Getting it to Mongolia was a bit of an adventure. I sent it as checked luggage in a big cardboard box and with a lot of other gear packed around it for protection, the box weighed 65 pounds. (Luckily, Japan Air’s limit for trans-pacific flights was 70 lbs. or this was going to be expensive.) I was pretty relieved when I unpacked it 5 flights later at our first campsite in the park and it was intact.

The verdict after riding it for 10 days of 4-7 hours per day? It made a huge difference and was worth all the effort to find it and haul it over there. I’ve left it there in storage for my next trip back.


The saddle on my horse. This was a real Plush-o-Matic. In addition to the very high seat back an Australian saddle has, I also bought a foam rubber pad for the seat (called a Seat Saver or, less manly, a Tush Cushion).

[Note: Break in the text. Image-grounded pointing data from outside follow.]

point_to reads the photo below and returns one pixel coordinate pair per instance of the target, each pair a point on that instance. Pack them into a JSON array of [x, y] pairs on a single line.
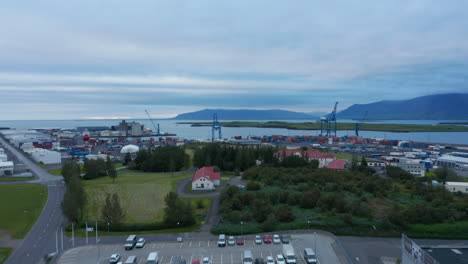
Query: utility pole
[[73, 235]]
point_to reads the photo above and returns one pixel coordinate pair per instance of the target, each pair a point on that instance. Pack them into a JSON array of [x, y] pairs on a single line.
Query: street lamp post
[[241, 228]]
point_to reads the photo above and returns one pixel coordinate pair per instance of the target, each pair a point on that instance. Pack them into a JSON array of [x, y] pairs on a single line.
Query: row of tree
[[99, 168], [75, 196], [236, 157], [161, 159]]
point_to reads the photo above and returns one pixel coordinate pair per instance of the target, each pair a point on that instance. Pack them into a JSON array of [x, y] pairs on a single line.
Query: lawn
[[8, 179], [4, 253], [141, 195], [21, 205]]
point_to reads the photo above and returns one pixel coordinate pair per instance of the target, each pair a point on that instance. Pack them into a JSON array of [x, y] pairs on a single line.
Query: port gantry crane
[[155, 127], [328, 123], [215, 127], [357, 123]]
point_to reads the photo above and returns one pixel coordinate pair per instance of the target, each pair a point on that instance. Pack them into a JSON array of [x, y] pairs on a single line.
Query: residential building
[[46, 156], [455, 162], [323, 158], [6, 168], [457, 186], [205, 179]]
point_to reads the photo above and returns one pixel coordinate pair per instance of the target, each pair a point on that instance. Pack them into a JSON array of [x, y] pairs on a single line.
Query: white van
[[248, 259], [309, 256], [130, 242], [288, 254], [222, 240], [131, 260], [152, 258]]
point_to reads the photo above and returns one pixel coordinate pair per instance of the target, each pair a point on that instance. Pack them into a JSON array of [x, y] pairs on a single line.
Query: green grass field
[[21, 205], [141, 195], [8, 179], [4, 253]]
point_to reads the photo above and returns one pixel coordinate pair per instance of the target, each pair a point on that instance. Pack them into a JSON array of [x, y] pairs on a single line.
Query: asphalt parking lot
[[197, 249]]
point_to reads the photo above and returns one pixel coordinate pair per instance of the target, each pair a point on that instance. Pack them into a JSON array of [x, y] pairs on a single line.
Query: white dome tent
[[130, 149]]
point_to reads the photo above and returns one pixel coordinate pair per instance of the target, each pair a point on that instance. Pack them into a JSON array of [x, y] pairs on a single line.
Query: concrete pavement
[[41, 239]]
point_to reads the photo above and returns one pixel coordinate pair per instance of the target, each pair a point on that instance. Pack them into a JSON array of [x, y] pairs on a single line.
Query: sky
[[116, 58]]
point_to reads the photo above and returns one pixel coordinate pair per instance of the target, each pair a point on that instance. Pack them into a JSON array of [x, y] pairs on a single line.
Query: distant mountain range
[[431, 107], [244, 114]]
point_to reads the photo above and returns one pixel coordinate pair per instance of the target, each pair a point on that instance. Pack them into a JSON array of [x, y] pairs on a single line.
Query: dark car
[[267, 239], [258, 261]]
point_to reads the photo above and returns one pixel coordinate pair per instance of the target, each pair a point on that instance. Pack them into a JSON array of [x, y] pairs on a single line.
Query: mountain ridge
[[450, 106], [243, 114]]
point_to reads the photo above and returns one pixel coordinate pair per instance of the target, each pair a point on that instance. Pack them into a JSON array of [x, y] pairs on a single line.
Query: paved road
[[41, 238], [370, 250]]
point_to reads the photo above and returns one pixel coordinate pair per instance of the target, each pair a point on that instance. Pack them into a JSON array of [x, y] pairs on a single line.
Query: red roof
[[336, 165], [208, 173], [311, 154]]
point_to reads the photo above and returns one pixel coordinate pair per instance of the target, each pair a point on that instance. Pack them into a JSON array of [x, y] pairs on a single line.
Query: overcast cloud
[[82, 59]]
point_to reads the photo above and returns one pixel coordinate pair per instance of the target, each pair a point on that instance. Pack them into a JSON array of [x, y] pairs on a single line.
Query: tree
[[127, 158], [112, 211], [110, 169]]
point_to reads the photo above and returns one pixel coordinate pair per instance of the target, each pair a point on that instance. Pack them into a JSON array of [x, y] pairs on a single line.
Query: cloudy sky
[[93, 59]]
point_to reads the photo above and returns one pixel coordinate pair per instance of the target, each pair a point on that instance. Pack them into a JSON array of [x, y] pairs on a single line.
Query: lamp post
[[241, 228]]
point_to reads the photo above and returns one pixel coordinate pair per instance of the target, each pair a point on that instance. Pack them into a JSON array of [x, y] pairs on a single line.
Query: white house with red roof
[[323, 158], [205, 179]]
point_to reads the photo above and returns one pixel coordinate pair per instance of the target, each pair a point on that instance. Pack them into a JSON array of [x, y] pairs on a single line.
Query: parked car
[[258, 261], [231, 241], [270, 260], [258, 240], [267, 239], [206, 260], [276, 239], [140, 243], [130, 242], [114, 258], [280, 259]]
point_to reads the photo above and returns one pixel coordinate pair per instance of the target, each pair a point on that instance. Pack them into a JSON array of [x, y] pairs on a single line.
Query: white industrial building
[[6, 168], [457, 186], [46, 156], [453, 162], [417, 169]]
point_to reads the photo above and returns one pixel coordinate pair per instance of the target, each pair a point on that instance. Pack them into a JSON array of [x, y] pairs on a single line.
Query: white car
[[270, 260], [140, 243], [231, 241], [206, 260], [258, 239], [276, 239], [280, 259], [114, 258]]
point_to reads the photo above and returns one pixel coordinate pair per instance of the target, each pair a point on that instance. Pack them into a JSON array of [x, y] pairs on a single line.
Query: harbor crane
[[328, 123], [156, 128], [357, 123], [215, 127]]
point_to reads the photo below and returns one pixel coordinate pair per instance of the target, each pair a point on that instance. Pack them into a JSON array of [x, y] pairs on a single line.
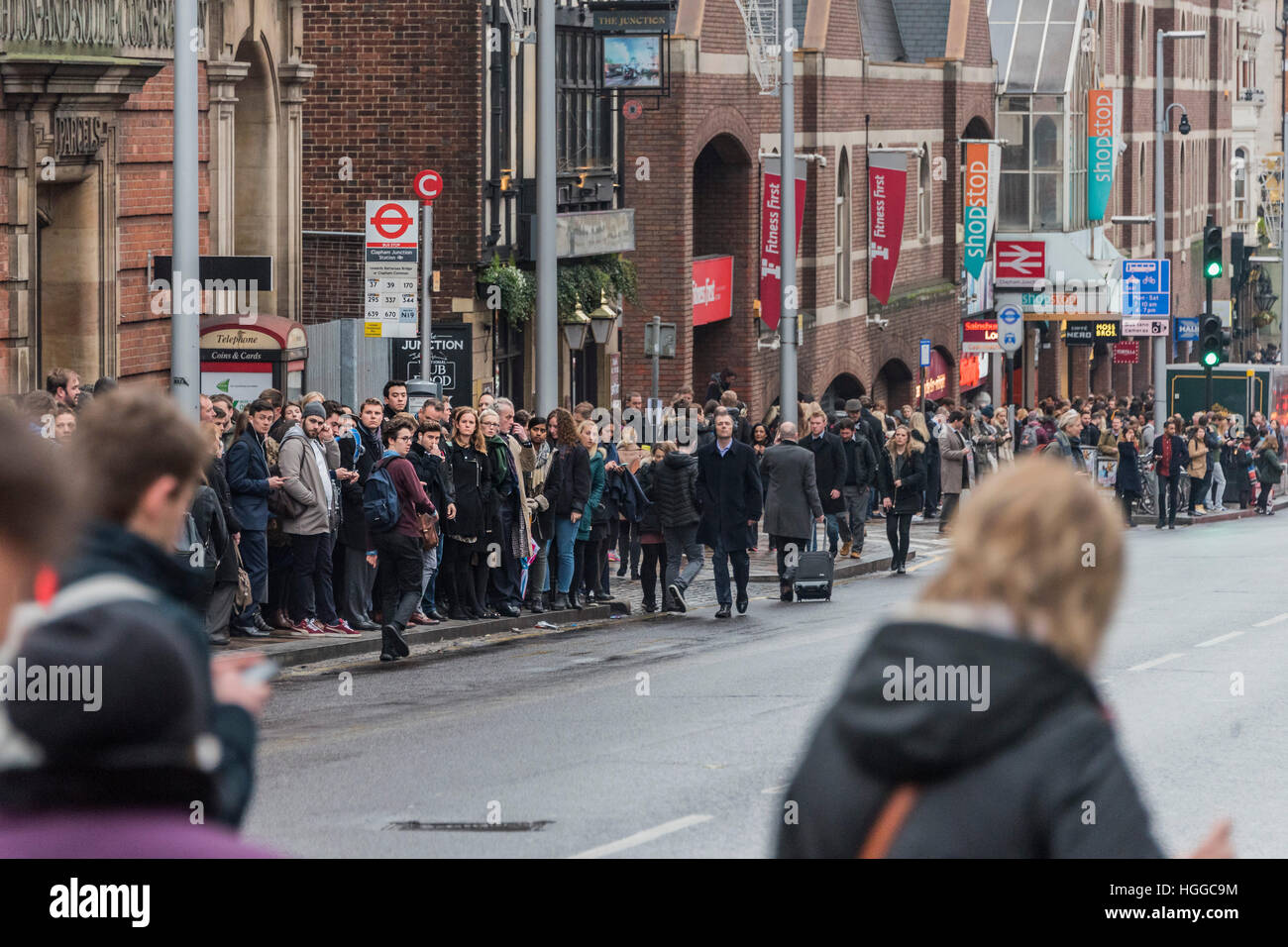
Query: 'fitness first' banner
[[1100, 151]]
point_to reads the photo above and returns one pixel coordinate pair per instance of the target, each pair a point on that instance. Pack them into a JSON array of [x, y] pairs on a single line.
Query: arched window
[[923, 192], [844, 266], [1240, 184]]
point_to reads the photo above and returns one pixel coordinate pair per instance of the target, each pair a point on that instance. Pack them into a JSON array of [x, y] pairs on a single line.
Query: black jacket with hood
[[1010, 780]]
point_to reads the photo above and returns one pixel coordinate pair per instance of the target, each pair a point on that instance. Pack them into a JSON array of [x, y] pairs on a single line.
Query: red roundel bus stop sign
[[429, 184]]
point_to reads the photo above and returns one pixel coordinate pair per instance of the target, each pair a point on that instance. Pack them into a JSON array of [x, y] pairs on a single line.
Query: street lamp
[[1159, 202], [603, 321], [576, 328]]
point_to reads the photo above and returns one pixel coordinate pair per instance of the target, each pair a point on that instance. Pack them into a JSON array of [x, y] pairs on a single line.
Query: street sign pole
[[787, 389], [546, 230], [184, 326]]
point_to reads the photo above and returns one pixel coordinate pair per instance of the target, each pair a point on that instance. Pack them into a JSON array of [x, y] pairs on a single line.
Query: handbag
[[428, 530]]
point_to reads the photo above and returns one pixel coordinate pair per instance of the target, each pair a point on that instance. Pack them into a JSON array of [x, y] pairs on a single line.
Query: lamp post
[[1160, 407], [576, 328]]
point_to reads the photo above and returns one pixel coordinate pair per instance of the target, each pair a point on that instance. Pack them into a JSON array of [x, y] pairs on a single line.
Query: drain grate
[[471, 826]]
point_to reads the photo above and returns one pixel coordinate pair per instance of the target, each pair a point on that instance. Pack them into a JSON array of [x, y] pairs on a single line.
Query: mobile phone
[[262, 673]]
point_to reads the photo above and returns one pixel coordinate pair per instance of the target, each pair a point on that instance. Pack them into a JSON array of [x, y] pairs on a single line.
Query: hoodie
[[1004, 767], [675, 489]]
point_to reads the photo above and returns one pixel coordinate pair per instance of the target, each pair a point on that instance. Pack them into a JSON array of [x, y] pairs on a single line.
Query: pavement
[[291, 650]]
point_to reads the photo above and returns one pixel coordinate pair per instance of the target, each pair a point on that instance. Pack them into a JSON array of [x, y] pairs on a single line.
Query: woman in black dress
[[465, 540]]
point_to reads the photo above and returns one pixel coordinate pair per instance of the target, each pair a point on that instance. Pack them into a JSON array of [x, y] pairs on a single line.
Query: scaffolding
[[760, 17], [1271, 180]]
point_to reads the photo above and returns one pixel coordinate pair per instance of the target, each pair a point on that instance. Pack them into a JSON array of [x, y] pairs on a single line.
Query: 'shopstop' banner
[[888, 192], [771, 237]]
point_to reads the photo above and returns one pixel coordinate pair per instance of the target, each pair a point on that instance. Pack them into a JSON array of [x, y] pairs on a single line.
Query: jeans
[[851, 522], [254, 549], [898, 531], [566, 538], [310, 578], [741, 573], [653, 564], [833, 532], [1167, 488], [399, 570], [682, 540]]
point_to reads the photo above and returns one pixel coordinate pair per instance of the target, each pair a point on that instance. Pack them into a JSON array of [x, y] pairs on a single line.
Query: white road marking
[[1210, 642], [1157, 661], [640, 838]]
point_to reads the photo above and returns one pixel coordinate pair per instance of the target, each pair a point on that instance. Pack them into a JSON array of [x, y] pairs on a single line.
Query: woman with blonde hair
[[970, 725], [901, 480]]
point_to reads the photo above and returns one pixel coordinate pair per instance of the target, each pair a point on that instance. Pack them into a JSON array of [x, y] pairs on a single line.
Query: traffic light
[[1214, 343], [1211, 252]]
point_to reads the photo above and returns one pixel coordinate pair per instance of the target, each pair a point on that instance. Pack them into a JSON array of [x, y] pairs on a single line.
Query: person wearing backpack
[[390, 500]]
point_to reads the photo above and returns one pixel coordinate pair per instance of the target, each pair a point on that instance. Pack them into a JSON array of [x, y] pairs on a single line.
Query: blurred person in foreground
[[996, 753], [140, 462]]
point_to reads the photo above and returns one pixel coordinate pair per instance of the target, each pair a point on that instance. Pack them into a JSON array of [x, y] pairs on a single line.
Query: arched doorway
[[721, 223], [841, 389], [893, 384]]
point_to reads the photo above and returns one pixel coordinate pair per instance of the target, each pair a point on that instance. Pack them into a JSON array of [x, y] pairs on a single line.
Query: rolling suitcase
[[814, 575]]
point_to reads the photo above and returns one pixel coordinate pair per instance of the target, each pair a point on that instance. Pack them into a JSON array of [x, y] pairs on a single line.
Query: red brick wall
[[398, 88]]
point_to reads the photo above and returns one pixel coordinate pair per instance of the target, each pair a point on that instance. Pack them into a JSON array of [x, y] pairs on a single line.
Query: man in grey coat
[[305, 464], [956, 464], [791, 502]]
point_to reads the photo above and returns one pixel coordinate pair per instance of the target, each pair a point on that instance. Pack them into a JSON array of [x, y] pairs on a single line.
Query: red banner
[[771, 244], [888, 191], [712, 289]]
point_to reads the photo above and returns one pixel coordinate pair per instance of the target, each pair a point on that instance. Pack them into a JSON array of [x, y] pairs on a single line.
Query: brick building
[[85, 182], [867, 75]]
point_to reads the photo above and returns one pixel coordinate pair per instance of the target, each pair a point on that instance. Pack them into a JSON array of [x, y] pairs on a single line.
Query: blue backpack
[[380, 500]]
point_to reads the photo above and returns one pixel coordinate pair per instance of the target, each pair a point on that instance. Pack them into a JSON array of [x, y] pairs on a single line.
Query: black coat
[[911, 474], [675, 489], [568, 480], [729, 495], [1009, 781], [1127, 480], [472, 479], [828, 470]]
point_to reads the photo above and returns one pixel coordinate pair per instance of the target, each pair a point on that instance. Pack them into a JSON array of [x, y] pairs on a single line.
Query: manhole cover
[[471, 826]]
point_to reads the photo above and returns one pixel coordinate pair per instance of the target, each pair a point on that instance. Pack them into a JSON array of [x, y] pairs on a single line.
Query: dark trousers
[[1167, 487], [652, 565], [741, 571], [254, 549], [399, 565], [1199, 491], [898, 530], [789, 549], [951, 501], [310, 579]]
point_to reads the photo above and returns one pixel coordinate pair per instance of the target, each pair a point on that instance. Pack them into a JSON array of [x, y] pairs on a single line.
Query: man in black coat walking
[[729, 502], [829, 467]]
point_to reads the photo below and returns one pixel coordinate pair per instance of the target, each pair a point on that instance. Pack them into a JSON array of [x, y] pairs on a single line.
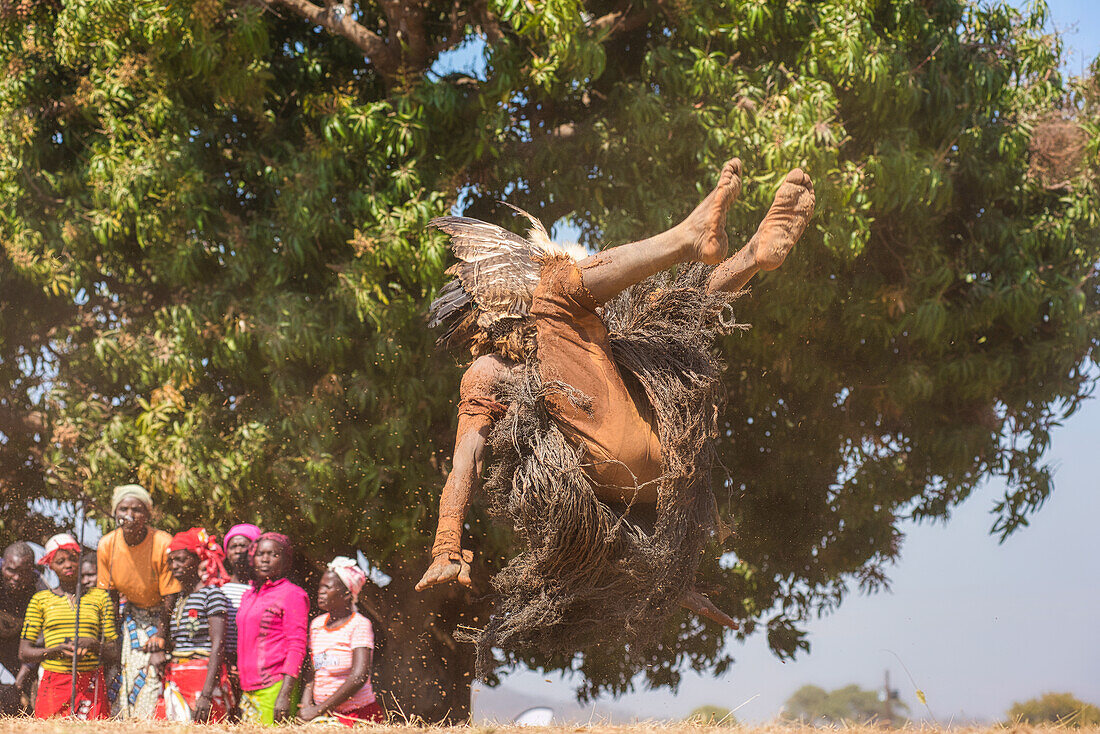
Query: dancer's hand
[[309, 711], [153, 644], [448, 567]]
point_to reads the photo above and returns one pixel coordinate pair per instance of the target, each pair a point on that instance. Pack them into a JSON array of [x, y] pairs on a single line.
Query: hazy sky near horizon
[[977, 624]]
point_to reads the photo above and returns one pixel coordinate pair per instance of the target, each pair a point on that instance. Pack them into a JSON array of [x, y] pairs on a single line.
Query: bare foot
[[785, 220], [448, 567], [707, 222], [704, 606]]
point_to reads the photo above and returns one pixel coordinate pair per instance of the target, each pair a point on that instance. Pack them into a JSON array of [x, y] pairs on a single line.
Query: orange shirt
[[138, 572]]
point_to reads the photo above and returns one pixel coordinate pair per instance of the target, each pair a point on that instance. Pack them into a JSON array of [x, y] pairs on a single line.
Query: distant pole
[[888, 709], [78, 512]]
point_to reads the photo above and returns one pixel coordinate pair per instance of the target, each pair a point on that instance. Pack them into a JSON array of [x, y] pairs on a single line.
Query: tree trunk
[[420, 669]]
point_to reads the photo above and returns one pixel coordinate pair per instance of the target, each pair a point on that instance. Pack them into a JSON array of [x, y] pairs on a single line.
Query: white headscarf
[[352, 576]]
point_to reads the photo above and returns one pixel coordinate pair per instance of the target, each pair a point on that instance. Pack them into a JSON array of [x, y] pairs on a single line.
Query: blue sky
[[977, 624]]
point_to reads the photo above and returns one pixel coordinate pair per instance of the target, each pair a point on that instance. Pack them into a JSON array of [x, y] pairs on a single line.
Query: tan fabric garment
[[618, 430]]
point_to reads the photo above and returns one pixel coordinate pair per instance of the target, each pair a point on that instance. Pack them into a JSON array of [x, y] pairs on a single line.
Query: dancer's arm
[[476, 413], [449, 562]]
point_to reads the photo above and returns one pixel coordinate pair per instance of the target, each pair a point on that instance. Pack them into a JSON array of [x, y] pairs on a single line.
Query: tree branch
[[622, 20], [341, 23]]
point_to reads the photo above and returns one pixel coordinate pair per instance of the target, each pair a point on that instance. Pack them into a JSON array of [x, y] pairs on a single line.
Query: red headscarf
[[59, 541], [206, 546]]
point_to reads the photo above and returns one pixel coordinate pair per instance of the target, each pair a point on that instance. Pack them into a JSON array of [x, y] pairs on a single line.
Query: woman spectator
[[53, 614], [271, 634], [341, 643], [133, 562], [196, 685], [239, 565]]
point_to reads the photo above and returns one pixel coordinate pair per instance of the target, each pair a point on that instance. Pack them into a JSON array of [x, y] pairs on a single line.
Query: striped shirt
[[233, 592], [332, 650], [190, 622], [54, 616]]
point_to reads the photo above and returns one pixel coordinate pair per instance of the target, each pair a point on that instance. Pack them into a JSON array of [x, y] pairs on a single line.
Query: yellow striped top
[[54, 616]]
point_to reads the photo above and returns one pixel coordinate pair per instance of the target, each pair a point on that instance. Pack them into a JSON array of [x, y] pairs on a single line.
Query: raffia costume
[[625, 395]]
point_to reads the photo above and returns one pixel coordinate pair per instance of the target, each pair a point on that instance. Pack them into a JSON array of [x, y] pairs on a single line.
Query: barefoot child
[[53, 614]]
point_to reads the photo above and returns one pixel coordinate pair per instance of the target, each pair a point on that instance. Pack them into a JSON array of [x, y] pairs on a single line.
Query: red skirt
[[372, 712], [55, 692], [183, 683]]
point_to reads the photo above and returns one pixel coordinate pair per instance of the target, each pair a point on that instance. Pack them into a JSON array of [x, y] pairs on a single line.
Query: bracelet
[[447, 541]]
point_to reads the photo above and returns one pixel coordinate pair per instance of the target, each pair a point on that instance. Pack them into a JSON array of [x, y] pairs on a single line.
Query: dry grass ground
[[62, 726]]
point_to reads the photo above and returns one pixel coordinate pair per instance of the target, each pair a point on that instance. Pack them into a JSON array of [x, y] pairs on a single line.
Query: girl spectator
[[196, 686], [133, 562], [53, 614], [271, 635], [341, 643]]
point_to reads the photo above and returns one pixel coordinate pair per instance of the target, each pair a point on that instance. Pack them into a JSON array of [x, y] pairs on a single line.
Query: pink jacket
[[272, 632]]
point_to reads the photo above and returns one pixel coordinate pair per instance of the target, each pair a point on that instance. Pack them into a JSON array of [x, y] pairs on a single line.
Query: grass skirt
[[591, 574]]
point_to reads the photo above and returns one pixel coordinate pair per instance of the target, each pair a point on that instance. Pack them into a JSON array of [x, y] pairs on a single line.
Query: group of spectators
[[182, 627]]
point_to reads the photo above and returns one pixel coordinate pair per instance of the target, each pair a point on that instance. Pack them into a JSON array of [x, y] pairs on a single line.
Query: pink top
[[271, 633], [332, 650]]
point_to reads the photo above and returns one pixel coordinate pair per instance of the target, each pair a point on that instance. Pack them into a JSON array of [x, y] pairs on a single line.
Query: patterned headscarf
[[211, 557], [59, 541], [352, 576], [248, 529]]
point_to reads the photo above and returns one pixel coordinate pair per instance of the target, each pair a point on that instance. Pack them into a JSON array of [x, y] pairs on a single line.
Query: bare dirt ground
[[63, 726]]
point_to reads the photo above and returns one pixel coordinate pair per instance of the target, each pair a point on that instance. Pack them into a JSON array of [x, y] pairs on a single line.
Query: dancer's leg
[[781, 228], [701, 237]]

The saddle blanket was thrown in by the woman who sold me the saddle. Note the built-in saddle bags – sweet!


Yours truly all saddled up and at the very end of our ride. It was cold and windy that day and I’m wearing about 5 layers.

– Dave

3 responses so far

3 Responses to “The New Saddle”

  1. Davka says:

    Dear Dave,

    I’m a Mongolian. I like your saddle for Mongolian horse.
    Please, tell me your saddle size?

    Best wishes,

    • admin says:

      Hi, Davka.

      My saddle is a Sydney Saddleworks 18″ Australian saddle. I recommend it – very comfortable for those long rides in the Altai Mountains!


  2. Davka says:

    Dear Dave,

    Thank you very much for good information.